Stevens erholte sich vollständig und importierte die vermeintliche Wunderpflanze nach Europa. Unter der Bezeichnung „Stevens' Consumption Cure“ war der Extrakt eine Zeitlang als Tuberkulosemittel populär. Es verschwand jedoch vom Markt, als Stevens nach einer verlorenen gerichtlichen Auseinandersetzung mit der British Medical Association den Bankrott erklären musste. Die Standesorganisation hatte sein Heilmittel als Fälschung und ihn selbst als Betrüger bezeichnet.
Im deutschsprachigen Raum hielt das Interesse jedoch an, auch aufgrund der Arbeit des Schweizer Missionsarztes Adrien Sechehaye. Er behandelte noch in den 1920er Jahren viele Patienten mit „Stevens' Cure“.
Anwendungsgebiete
Umckaloabo wird zur Therapie von akuten und chronischen Infektionskrankheiten, besonders im Atemwegs- und im Hals-Nasen-Ohrenbereich, angewendet. Die historisch bedingte Anwendung als Phytotherapeutikum gegen Lungentuberkulose konnte weder für Extrakte noch isolierte Naturstoffe gezeigt werden.
Das moderne Phytotherapeutikum besteht aus einem ethanolischen standardisierten Extrakt "Eps 7630", welcher aus den Wurzeln von P. sidoides durch Perkolation und / oder Mazeration gewonnen wird.
Eigenschaften
Der Hersteller schreibt Umckaloabo eine dreifache Wirkung zu: eine antibakterielle, eine schleimlösende und eine abwehrstärkende.
Ziel der Therapie ist meist, den Einsatz von Antibiotika zu vermeiden, die häufiger Nebenwirkungen haben. Daher wird das Mittel oft Kindern verabreicht.
Umckaloabo soll Bronchitiden und Entzündungen der Nasennebenhöhlen sowie der Mandeln leichter verlaufen lassen, abkürzen und Reinfektionen verhindern. Die Wirksamkeit ist vorwiegend anekdotisch belegt. Umfragen unter Ärzten und Patienten zeigen, dass das Mittel subjektiv als wirksam empfunden wird. Ein objektiver Wirkungsnachweis nach Kriterien der evidenzbasierten Medizin steht jedoch bisher aus (Stand 04/04).

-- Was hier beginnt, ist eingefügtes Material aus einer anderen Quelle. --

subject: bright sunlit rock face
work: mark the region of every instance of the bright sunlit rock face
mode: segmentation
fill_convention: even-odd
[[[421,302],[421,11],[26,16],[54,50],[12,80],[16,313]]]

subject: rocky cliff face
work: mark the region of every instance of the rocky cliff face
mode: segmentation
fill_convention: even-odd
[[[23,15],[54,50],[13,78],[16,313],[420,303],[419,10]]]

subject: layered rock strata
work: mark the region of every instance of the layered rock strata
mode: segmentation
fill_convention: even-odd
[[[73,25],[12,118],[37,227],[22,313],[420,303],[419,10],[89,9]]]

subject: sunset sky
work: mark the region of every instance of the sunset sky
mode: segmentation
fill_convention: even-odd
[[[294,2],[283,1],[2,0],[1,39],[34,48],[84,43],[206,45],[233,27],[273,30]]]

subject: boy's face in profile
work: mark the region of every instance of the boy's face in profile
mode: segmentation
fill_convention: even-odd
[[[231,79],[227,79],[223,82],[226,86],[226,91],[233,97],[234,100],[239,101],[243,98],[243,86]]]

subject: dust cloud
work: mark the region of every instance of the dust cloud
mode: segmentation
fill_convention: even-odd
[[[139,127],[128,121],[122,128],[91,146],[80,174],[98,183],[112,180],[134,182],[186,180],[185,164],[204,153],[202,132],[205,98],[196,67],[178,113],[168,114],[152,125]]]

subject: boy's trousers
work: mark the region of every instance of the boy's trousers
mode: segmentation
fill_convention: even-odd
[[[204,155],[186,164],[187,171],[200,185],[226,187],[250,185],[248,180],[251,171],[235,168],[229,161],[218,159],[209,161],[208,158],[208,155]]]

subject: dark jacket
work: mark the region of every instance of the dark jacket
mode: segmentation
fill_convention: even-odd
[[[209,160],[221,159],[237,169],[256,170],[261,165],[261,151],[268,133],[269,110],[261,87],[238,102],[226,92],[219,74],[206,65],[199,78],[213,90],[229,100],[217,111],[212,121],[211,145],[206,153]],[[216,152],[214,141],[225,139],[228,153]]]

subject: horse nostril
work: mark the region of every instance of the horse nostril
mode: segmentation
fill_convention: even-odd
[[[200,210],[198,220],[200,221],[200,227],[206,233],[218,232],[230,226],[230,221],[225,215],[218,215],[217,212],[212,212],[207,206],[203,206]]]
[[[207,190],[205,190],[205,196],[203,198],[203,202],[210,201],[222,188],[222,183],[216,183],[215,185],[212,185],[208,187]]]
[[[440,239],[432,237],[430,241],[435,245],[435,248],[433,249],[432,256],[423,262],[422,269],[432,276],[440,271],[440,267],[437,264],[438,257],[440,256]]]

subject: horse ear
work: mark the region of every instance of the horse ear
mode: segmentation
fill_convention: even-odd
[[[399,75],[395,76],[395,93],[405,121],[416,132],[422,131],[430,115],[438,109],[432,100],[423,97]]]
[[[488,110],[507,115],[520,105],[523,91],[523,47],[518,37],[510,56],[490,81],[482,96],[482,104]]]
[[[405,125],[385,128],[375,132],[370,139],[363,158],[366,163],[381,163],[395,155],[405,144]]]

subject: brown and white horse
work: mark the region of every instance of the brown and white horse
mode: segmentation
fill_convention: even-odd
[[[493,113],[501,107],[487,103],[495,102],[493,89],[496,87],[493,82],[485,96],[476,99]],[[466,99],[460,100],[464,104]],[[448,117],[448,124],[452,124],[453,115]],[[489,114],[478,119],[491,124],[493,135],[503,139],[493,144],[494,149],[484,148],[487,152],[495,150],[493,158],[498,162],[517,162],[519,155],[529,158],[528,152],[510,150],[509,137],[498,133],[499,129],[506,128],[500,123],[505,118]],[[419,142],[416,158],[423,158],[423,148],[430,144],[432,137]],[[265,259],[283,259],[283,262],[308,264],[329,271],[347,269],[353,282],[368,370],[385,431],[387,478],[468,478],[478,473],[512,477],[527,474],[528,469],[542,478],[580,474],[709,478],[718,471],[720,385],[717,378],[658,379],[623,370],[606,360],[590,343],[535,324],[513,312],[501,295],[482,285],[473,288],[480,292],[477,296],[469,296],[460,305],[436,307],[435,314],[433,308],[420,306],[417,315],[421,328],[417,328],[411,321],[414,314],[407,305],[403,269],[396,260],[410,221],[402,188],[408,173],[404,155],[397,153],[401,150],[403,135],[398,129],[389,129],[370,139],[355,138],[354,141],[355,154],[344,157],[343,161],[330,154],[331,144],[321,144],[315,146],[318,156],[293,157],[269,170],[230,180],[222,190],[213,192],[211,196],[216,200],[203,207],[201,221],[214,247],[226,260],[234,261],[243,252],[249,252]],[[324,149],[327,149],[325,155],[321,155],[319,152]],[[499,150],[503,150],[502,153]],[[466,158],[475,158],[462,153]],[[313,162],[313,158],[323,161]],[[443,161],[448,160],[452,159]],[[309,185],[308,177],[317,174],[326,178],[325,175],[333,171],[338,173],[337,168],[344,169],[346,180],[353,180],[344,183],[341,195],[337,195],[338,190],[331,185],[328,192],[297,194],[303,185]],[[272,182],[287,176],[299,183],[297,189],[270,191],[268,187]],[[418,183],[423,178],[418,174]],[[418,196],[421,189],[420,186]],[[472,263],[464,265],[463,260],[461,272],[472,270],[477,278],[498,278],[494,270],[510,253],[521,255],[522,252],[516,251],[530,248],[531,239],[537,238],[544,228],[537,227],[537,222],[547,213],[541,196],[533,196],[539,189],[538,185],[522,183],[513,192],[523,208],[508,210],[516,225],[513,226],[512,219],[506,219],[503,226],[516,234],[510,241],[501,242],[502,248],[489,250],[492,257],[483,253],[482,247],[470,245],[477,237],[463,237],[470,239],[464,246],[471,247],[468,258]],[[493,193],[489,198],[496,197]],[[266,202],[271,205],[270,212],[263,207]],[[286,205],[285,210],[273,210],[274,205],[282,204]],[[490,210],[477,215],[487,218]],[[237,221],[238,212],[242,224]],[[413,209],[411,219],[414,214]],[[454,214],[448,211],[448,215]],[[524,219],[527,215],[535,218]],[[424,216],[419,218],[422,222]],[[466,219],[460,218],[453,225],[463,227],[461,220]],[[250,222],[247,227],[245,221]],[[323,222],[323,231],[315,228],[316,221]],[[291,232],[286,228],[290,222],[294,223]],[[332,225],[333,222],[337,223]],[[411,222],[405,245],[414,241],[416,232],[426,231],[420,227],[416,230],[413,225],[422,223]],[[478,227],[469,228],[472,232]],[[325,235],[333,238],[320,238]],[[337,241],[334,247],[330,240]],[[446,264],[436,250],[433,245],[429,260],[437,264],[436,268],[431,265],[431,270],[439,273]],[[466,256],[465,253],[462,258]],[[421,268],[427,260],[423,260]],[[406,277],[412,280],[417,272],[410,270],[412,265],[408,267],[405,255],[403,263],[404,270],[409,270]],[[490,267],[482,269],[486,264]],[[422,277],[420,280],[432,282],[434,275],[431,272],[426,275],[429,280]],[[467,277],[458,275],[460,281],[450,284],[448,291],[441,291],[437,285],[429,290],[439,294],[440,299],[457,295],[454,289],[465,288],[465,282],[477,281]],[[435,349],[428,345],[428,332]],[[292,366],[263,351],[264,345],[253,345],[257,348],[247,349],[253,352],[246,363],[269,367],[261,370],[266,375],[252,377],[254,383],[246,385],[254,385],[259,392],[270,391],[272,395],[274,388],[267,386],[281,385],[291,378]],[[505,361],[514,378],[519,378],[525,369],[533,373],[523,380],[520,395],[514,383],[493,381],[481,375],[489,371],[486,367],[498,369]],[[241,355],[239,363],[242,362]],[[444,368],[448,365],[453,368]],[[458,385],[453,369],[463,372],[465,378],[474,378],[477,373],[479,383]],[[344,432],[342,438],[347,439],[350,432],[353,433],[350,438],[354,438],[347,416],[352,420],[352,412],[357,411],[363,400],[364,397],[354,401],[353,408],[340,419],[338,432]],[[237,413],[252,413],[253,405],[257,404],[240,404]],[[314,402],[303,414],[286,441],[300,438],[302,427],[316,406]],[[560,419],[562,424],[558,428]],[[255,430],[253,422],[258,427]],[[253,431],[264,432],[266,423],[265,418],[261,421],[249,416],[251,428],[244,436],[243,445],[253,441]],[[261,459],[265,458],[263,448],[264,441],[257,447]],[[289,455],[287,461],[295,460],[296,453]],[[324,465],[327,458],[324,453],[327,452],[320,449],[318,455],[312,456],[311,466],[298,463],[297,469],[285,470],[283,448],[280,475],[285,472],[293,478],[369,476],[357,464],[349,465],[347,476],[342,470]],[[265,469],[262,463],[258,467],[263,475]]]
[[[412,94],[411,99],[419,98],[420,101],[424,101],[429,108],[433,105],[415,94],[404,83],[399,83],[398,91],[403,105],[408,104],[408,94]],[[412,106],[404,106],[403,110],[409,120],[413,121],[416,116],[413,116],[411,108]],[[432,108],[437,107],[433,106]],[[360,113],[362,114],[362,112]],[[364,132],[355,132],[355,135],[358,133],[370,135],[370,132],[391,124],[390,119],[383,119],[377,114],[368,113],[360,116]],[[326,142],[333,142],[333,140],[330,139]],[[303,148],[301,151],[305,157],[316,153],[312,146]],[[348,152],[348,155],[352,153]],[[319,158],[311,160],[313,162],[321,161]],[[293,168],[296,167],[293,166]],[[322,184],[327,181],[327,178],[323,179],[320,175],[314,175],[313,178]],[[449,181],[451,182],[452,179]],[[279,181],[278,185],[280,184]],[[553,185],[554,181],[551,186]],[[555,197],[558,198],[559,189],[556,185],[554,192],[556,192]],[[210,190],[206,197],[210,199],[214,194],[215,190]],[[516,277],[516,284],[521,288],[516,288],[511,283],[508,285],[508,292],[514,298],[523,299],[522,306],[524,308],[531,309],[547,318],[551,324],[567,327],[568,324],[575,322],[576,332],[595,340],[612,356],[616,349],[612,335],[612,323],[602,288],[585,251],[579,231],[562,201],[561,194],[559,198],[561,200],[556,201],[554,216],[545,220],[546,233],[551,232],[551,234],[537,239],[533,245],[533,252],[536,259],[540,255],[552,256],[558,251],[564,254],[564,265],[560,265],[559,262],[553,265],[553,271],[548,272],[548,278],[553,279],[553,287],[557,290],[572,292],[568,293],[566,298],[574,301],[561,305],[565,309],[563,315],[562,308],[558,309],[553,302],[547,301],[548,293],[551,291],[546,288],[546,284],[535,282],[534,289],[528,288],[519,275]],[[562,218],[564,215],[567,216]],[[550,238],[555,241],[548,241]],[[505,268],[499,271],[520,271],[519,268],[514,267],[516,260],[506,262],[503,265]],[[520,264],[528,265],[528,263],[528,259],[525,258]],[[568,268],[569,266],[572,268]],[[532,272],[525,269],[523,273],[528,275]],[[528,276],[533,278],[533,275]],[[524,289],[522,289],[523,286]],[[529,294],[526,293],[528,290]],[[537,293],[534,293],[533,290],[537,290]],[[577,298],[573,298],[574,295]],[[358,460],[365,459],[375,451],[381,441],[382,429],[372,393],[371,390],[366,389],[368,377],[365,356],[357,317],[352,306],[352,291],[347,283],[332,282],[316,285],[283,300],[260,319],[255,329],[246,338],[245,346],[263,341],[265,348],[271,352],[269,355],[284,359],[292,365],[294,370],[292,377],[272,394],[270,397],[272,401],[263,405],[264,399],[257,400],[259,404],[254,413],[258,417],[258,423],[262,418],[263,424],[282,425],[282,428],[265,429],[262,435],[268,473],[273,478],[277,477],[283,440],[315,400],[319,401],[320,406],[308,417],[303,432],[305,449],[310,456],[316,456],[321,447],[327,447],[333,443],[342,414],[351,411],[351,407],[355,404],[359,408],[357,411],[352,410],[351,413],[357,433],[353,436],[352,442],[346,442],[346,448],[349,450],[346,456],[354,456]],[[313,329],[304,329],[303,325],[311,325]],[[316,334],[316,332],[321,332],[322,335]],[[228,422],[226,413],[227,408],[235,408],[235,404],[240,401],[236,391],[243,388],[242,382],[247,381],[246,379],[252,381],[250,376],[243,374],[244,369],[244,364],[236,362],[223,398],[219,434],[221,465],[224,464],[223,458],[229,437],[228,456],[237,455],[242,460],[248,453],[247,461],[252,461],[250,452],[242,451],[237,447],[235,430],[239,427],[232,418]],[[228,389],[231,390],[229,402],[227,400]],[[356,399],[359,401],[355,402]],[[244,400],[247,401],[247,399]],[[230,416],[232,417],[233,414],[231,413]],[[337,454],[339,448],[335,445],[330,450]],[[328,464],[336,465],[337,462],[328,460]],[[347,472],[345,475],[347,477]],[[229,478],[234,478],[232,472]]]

In-vitro konnte eine direkte antimikrobielle Wirkung gezeigt werden, die aber erst bei erheblich höheren als den empfohlenen Dosierungen eintritt. Stattdessen konnte eine stimulierende Wirkung auf Makrophagen (am lokalen Entzündungsprozess beteiligte Immunzellen) nachgewiesen werden. Von den im Extrakt vorkommenden Naturstoffen scheinen Gallussäure und verwandte Gerbstoffe für diese Wirkung verantwortlich zu sein.
Kritik
Die in dem Extrakt enthaltenen Cumarine können grundsätzlich gerinnungshemmend wirken und damit das Blutungsrisiko erhöhen. Die Hauptcumarine sind Scopoletin und Umckalin. Es ist umstritten, ob die Konzentration der Wirkstoffe ausreichend ist. Kritiker sprechen von 500-1.000-facher Unterdosierung.
Bedenklich ist der Ethanolanteil von 12 Vol.-%, der das Mittel zumindest bei kleinen Kindern kontraindiziert erscheinen lässt. Hier erscheinen alkoholfreie Extrakte als Alternative. Diese werden aber bisher nur außerhalb des deutschsprachigen Raums, so etwa in den USA, vermarktet.
Umckaloabo darf nicht anstelle von Antibiotika eingenommen werden. So ist bei einer Angina tonsillaris (vom Hersteller als Indikation angegeben), auf jeden Fall zunächst eine Erregerdiagnose angezeigt, um die Möglichkeit einer Infektion mit Streptokokken auszuschließen. Wird eine Streptokokkenangina nicht antibiotisch behandelt, sind schwere Komplikationen, unter anderem mit Beteiligung der Herzklappen zu erwarten.